History of the Indigenous Dogs of Peru

Why is important to learn their story?

The value of the study of the indigenous dogs in Peru is related to their antiquity, their uniqueness, the way how they adapted to the climates of this territory, and the fact that they are associated with the history of us humans in this territory. Known to have high value, they were not only seen as pets, but they also had great importance to the afterlife in their importance in the afterlife, they were friends , warriors, food, and sadly now many are completely extinct due to the interaction of new species after the meeting with the Europeans in 16th century

The Dog was probably the first animal domesticated by man 30,000 years ago. The common ancestor of all dogs is believed to be the Southeast Asian wolf (Canis familiaris) meaning that dogs in the Americas migrated from Asia during the last ice age.

Spaniards mentioned that American dogs were smaller than European ones, even Christopher Columbus saw dogs upon his arrival on the continent, and in Mexico, Hernan Cortez was surprised by the habit of the inhabitants of eating dogs that were castrated.

In Peru, there were different breeds of dogs, some for companionship and others for herding (such as the Chiribaya shepherd that herded camelids such as alpacas and llamas) from the portrait vessels ” huaco retrato ” it is known of several extinct breeds, like that one portrayed by the Mochicas of a small white dog with black spots used for the ritual hunt of the deer, or the brown-yellow short hair dog from the central coast.

In prehispanic times dogs were called Alcos in the Andes, and Viringos on the coast and were represented in pre-Hispanic art, from cave paintings to vessels from almost all ancient cultures, and always in everyday situations (sitting, breastfeeding.). One is even represented in one of the Nazca lines, and they were even buried with great solemnity. The dogs accompanied and guided the spirit of man to the afterlife.

Pre-Hispanic Peru did not eat dogs with the exception of some cultures, such as the “Huanca”, who did so for ceremonies.

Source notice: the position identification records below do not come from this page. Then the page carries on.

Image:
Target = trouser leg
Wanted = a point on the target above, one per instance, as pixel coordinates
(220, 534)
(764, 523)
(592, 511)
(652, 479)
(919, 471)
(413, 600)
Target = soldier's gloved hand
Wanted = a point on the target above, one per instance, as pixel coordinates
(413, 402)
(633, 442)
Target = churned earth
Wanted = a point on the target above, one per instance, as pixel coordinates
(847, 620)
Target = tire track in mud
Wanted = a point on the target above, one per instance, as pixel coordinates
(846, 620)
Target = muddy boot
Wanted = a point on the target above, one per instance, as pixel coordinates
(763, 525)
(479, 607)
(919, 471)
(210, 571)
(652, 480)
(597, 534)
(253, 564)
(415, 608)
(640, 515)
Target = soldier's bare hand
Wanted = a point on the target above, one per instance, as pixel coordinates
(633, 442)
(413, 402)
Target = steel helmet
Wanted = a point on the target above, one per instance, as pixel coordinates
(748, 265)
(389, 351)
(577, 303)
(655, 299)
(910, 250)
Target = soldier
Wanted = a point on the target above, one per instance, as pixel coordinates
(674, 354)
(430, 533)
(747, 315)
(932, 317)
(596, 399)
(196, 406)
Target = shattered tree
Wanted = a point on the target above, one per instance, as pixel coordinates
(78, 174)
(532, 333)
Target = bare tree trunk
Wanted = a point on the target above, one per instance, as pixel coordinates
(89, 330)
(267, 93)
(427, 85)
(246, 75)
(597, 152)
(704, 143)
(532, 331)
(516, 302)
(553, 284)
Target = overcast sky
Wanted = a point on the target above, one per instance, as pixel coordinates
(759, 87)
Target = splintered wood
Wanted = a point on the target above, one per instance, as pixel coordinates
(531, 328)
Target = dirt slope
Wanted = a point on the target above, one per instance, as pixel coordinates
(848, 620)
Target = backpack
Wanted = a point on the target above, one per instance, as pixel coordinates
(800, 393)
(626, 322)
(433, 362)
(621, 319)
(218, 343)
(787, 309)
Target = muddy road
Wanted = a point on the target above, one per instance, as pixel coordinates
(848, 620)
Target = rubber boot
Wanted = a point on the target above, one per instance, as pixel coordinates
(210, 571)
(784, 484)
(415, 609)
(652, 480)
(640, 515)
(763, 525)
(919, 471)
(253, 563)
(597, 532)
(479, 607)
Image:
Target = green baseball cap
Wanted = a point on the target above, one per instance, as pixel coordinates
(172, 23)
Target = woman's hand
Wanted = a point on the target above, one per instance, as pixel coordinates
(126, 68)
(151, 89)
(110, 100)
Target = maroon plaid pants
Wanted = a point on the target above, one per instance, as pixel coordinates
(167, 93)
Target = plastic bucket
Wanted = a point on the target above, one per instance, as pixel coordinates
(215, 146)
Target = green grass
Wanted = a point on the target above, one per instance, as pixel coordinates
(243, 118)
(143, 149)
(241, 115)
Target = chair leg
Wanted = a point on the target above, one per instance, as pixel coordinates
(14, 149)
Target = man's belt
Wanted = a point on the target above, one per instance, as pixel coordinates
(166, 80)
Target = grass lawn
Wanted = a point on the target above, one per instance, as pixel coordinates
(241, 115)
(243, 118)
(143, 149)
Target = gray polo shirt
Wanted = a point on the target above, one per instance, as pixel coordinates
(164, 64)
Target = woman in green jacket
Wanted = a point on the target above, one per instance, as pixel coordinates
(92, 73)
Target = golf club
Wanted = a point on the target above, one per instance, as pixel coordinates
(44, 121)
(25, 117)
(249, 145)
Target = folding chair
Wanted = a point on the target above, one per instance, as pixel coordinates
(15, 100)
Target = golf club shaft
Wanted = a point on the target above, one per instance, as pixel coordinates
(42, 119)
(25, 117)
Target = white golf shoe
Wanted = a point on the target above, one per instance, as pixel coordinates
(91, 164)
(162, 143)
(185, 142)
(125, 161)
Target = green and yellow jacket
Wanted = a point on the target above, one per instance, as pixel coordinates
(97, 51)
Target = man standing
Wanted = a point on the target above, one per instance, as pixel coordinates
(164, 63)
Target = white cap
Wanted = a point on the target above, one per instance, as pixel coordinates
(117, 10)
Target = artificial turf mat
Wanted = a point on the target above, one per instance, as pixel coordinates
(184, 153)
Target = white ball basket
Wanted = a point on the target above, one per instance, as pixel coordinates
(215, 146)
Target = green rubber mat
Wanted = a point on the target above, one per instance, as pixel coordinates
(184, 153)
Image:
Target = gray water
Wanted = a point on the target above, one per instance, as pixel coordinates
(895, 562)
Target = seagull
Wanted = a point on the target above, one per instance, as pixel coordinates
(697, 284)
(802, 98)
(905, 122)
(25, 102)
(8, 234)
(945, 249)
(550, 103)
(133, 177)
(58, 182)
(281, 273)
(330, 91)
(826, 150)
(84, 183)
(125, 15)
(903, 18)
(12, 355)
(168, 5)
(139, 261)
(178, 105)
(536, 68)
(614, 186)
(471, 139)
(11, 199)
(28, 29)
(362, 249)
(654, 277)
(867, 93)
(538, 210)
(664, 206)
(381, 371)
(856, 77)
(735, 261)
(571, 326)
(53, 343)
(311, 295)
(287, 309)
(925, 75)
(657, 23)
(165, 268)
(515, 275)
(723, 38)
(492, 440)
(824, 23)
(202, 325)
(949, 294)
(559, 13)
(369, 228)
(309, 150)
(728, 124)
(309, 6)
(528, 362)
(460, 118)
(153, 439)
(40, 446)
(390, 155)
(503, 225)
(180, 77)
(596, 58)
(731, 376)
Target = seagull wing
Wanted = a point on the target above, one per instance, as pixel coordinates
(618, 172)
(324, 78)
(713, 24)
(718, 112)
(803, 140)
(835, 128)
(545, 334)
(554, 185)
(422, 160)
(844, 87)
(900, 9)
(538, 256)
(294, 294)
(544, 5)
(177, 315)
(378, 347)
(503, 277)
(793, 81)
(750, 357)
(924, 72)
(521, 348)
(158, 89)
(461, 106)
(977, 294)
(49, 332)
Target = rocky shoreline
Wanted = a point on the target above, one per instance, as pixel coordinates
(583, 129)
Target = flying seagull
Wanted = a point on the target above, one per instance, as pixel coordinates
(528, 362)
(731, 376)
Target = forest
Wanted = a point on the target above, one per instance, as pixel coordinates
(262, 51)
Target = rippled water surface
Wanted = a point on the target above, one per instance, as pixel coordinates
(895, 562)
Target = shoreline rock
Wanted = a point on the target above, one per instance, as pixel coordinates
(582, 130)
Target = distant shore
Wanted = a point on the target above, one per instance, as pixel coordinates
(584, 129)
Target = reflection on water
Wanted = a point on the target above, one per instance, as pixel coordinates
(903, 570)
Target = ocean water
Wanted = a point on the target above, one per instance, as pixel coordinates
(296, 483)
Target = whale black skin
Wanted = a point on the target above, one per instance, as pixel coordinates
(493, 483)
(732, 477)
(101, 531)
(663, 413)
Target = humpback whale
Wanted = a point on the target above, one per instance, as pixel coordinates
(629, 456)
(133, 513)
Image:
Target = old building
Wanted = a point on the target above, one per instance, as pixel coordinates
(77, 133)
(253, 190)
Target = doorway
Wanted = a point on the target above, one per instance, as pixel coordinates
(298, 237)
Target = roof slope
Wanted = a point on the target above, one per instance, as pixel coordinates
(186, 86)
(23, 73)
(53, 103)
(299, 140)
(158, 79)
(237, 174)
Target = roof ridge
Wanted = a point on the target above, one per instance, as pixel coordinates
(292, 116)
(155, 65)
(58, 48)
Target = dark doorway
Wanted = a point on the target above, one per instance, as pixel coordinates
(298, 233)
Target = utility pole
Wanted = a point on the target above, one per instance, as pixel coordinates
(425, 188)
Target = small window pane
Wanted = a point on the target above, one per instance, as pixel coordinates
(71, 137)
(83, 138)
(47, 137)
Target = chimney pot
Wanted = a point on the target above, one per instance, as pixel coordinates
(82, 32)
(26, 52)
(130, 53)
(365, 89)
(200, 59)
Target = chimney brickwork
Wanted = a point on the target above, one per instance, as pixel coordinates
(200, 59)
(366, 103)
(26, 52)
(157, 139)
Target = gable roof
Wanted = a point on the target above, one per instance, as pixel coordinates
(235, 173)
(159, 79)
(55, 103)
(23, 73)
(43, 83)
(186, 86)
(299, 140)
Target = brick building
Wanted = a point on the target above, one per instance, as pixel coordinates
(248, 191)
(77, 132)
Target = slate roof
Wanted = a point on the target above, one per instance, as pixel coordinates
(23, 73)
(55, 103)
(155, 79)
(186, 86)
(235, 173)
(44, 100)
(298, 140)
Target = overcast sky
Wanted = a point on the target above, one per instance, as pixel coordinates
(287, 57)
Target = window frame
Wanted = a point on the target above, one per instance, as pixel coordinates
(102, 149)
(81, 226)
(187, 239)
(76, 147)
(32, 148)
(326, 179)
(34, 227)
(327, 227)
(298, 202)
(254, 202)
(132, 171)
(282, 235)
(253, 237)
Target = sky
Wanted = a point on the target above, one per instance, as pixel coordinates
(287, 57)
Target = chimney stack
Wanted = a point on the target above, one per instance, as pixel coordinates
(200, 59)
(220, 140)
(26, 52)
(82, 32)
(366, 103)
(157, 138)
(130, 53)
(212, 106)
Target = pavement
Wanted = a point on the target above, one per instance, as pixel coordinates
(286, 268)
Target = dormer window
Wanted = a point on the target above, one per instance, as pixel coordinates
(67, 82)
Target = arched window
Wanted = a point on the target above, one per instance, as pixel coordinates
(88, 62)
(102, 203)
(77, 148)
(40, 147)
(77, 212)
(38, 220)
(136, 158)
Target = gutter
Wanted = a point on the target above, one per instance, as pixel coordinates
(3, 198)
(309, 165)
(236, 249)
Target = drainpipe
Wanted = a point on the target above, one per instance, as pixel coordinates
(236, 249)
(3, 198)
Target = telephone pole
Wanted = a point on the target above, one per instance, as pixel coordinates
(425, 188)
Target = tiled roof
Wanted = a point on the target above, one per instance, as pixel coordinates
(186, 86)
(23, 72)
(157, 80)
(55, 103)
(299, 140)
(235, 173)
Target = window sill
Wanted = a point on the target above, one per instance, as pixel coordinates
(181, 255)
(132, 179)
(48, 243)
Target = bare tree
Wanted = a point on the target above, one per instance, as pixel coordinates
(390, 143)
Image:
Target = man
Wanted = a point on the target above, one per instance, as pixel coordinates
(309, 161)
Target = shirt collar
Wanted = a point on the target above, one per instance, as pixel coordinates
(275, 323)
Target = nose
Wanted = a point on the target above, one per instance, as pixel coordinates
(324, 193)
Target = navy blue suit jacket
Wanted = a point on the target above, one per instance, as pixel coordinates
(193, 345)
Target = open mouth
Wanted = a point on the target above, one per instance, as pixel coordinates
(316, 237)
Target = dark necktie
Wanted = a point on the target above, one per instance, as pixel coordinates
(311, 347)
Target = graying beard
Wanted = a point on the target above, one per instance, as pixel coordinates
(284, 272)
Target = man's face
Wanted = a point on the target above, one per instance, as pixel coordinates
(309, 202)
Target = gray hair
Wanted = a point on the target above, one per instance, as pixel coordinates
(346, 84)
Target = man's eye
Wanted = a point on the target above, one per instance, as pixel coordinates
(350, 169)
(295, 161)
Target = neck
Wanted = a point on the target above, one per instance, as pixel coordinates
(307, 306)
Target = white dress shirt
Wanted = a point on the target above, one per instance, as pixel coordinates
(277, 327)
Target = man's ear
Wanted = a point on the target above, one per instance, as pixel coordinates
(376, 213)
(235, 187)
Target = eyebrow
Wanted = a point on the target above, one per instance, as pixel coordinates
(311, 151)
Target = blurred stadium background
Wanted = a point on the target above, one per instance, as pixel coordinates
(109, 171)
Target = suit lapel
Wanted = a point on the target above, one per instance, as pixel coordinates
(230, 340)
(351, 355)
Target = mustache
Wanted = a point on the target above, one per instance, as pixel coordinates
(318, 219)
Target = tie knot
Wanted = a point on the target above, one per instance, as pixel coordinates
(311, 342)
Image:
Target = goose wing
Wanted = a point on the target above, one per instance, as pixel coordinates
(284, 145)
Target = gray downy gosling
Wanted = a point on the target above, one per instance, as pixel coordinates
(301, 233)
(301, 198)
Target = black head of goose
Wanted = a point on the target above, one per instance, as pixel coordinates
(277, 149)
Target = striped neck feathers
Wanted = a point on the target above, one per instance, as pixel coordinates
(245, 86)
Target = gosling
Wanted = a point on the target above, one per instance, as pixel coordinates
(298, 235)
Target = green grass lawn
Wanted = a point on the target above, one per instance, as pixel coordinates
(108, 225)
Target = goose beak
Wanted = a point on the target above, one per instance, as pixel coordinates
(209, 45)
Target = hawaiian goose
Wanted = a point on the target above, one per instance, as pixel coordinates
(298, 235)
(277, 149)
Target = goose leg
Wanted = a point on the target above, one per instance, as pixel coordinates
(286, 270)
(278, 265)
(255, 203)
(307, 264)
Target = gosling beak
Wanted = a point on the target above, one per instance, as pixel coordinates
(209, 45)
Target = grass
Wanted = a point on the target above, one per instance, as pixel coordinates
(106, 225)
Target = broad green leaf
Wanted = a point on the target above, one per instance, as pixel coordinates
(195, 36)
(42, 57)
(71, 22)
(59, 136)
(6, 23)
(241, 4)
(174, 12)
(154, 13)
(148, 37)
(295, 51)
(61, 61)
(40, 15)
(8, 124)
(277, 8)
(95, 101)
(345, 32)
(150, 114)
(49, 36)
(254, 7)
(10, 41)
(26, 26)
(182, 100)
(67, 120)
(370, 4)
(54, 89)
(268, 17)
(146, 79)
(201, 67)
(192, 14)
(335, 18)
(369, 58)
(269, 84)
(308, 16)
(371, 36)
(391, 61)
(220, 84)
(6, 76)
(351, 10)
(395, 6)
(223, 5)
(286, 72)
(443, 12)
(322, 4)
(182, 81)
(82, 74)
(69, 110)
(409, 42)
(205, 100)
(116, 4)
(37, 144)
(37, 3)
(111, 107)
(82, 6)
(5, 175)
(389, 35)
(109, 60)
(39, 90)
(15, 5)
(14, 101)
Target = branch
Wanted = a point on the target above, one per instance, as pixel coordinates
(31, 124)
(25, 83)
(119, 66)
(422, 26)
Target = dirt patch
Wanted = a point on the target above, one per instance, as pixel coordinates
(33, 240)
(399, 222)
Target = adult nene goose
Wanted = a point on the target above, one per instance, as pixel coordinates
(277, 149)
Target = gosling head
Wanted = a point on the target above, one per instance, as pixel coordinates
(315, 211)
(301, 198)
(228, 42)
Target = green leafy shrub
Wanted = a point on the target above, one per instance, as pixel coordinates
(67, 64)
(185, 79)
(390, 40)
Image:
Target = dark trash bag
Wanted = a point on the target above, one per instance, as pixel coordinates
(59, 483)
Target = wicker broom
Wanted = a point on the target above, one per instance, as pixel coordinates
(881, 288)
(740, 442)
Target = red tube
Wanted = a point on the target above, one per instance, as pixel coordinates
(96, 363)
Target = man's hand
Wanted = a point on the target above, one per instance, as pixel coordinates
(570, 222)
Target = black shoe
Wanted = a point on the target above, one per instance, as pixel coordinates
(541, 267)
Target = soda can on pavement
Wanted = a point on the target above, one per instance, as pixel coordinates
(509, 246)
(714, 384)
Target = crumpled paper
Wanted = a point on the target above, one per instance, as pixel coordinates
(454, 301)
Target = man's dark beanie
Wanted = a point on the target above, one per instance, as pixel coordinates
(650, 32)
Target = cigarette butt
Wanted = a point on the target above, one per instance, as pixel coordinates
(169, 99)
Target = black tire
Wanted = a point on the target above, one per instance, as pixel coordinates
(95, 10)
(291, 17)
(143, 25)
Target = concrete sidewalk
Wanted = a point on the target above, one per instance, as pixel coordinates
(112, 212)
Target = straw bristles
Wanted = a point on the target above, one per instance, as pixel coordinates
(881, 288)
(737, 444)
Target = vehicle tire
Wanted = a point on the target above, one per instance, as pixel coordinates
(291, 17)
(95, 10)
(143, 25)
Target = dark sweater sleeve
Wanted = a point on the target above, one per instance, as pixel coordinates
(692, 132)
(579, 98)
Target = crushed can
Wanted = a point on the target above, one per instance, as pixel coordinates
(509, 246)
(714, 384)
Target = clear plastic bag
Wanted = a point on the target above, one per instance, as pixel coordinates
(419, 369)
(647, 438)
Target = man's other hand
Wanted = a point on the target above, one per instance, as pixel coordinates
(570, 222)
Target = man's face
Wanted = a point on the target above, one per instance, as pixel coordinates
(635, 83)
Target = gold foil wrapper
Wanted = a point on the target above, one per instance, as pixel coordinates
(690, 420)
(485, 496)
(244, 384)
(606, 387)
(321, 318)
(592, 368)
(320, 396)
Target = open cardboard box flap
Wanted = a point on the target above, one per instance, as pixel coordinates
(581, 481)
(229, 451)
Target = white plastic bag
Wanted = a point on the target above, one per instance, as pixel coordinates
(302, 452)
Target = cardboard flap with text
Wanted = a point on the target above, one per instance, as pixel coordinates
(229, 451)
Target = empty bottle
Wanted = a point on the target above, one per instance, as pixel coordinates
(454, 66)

According to Inca Garcilazo de la Vega, the huancas ate dogs and made ceremonial instruments from their heads.

The Spanish Alans: “Indians eaters dogs”

Killings of indigenous by these dogs in Central and South America is well known and documented.

The Spanish Alano dogs were large, and they displaced the smaller native dogs little by little, it is known that the Spaniards put 1 Alano dog to fight with 8 Peruvian dogs, and like this, the native dogs’ population dropped quite soon after the conquest. the population declined and the contempt for the native breeds began at that time.

Native dogs were used as bait for these dogs.

With the extirpation of idolatry, many ceremonies and cults where the native Peruvian dog participated are eliminated, and its importance declines.

There was an intense search and hunt of black dogs by the extirpators of idolatries after the first decades of the conquest since it was believed that the dead should be guided to the next life by a dog of that color.